ぼくの頭の中は、置かれた現状の理解と整理に相当の時間を要し、これまでの介護相談や薬剤師として軽医療に当たってきた経験を思い出して、言葉を探していた。

 

「あっ、えっ、うーん、そ、そーなんだ、それで」

 

「あした先生に診てもらった方がいいかなぁ」

 

「うん、そうだね、そうしようか」

 

余計なことは言えない、言わないようにしてその場を取り繕うことだけを考えていた。

 

しかしだ、もし深刻な病気が隠れていたらどうしよう、という不安が徐々に大きくなり、久子さんの様子を追いかけた。

 

「お腹が痛いの?どこか変な感じがする様なところは無い?気持ち悪いとか、下痢が続いているとか、何かいつもと変わったことは?」

 

ひと通り聞いてみたが、久子さんの返事は、特に何も無いということだった。

 

いくら家族といえど長男が、母親の生理の、その体の具体的な様子まで確認することなんてできない。

 

こんな時思うことは、どうして妹を産んでくれなかったのか、妹がいたら久子さんの介護がどれだけ助かったか。

 

ないものをねだっても、打ち手の小槌があるわけでもなく、仕方がないことなのだが・・・。

 

あれから1週間後、久子さんを訪ねて、様子を見ているが、今のところお腹の調子は悪くない、食欲もあり元気。

 

親も子も歳を重ねるということは、本当にいろんなことが、思いもかけない事が、しかも突然発生するんだなぁ、と改めて実感した、蒸し暑い日曜日だった。

 

施設と一言に言っても、環境は様々、施設に入ったから安心とは言えない。

 

たとえ介護付き有料老人ホームといえども、医師が近くにいるわけではない。

 

認知症の症状が、他の入居者さんの迷惑になるほど酷くなった場合には、転居を勧められるかもしれない。

 

高齢者と一言でくくって考えて施設を考えてしまうと、80歳を超えたあたりから、どんなことが起こるかわからない問題を見誤ってしまうことがある。

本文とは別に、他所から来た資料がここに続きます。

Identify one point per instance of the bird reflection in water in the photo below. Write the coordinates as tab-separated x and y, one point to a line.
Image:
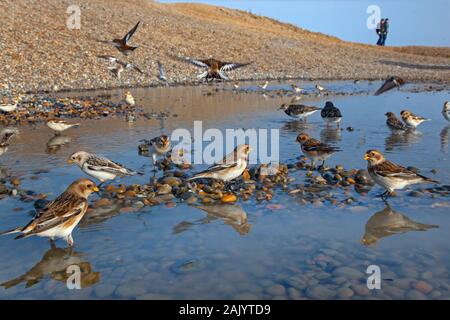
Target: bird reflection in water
55	264
388	222
444	139
231	214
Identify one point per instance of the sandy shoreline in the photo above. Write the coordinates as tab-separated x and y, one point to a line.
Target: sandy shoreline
40	54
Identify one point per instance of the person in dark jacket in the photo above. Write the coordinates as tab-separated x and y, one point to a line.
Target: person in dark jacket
384	31
378	30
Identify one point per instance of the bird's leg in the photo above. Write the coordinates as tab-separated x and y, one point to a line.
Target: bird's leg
69	240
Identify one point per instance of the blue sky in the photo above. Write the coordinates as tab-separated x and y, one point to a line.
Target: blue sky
414	22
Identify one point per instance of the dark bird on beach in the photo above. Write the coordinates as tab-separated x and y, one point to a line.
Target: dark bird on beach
331	114
214	69
122	44
299	111
120	65
389	84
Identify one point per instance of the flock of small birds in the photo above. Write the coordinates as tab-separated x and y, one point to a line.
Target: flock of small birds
59	217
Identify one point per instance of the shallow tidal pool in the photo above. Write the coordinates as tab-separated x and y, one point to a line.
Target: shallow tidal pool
282	249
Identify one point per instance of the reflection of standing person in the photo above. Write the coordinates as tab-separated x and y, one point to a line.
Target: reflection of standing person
385	31
378	30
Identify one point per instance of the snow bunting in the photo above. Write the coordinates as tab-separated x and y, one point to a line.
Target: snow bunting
129	99
298	110
393	123
158	147
446	111
389	175
161	72
331	114
296	89
215	69
60	125
231	166
388	222
122	44
264	85
411	119
119	66
320	88
390	83
315	150
61	216
99	167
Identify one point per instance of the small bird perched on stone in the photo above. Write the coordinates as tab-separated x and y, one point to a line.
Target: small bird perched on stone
389	84
99	167
389	175
411	120
331	114
215	69
62	215
315	150
393	123
129	99
122	44
446	111
231	166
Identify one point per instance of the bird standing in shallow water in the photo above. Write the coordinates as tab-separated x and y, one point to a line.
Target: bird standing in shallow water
393	123
389	175
446	111
411	120
62	215
331	114
315	150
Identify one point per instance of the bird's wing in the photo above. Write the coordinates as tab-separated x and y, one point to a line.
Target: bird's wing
62	209
130	33
109	58
228	66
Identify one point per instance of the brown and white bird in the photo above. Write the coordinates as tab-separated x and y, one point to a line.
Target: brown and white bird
299	111
61	216
411	120
214	69
315	150
390	83
387	222
446	110
393	123
99	167
60	125
389	175
119	66
331	114
296	89
129	99
158	147
231	167
122	44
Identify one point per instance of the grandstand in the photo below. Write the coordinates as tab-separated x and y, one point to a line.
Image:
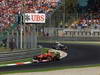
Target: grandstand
75	17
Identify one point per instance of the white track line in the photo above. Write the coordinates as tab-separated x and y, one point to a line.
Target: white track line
62	54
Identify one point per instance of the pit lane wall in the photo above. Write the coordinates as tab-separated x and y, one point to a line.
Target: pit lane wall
16	55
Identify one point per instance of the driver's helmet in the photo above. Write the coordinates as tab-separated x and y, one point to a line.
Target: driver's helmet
59	44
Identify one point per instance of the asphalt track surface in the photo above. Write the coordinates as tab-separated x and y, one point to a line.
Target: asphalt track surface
77	55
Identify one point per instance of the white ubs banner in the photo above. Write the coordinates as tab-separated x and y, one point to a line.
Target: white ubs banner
34	18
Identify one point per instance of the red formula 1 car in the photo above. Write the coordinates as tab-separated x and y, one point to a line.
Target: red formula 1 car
47	57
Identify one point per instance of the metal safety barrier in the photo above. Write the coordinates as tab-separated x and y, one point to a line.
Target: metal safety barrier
20	54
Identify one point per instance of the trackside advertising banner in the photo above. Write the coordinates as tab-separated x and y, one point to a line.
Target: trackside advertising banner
34	18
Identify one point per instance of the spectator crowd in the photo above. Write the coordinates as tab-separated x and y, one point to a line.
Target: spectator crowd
9	8
87	21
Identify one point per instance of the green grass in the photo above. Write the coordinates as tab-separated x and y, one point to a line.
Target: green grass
75	42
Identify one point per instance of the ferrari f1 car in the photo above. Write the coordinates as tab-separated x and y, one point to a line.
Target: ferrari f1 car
47	57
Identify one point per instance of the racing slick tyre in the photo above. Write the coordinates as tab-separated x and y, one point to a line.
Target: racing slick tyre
49	58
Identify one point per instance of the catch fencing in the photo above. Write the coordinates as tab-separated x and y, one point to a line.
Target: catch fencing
69	34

充分注意したいのは、糖尿病やガンの治療をしているなど、医師や看護師による定期的な医療処置が必要な方が、認知機能が衰えてきたので施設入居を考えるときだ。

 

もし認知機能の衰えが進んでくると、医療処置にかなり大きな問題が発生する。

 

本人が処置を拒んだり、誤った行動を起こすことが多くなる。

 

そのため、24時間体制に近いかたちで見守りが必要になると、その施設が対応できるかどうかの問題が発生する。

 

今は健康体でも念のため、頻繁に医療処置が必要になった場合のこと、その施設ではどの程度の対応ができて、継続して入居できるのかどうか、入居する前に確認しておきたい。

 

ぼくの久子さんはというと、正直いうと一番心配している問題だ。

 

生理が始まったと言うくらいなら、軽く聞き流せるが、生理痛がひどくて出血がある、と久子さんが言った場合、痛みや出血が事実ならどうするのか。

 

診察や検査、そして治療が必要になったときのことを考えておかなければならない。

 

とにかく今後何が起こるかわからないが、頑張って生きてきた久子さんの人生の終末期、共に歩んでいこう。

 

血のつながった、たった1人の母親だから。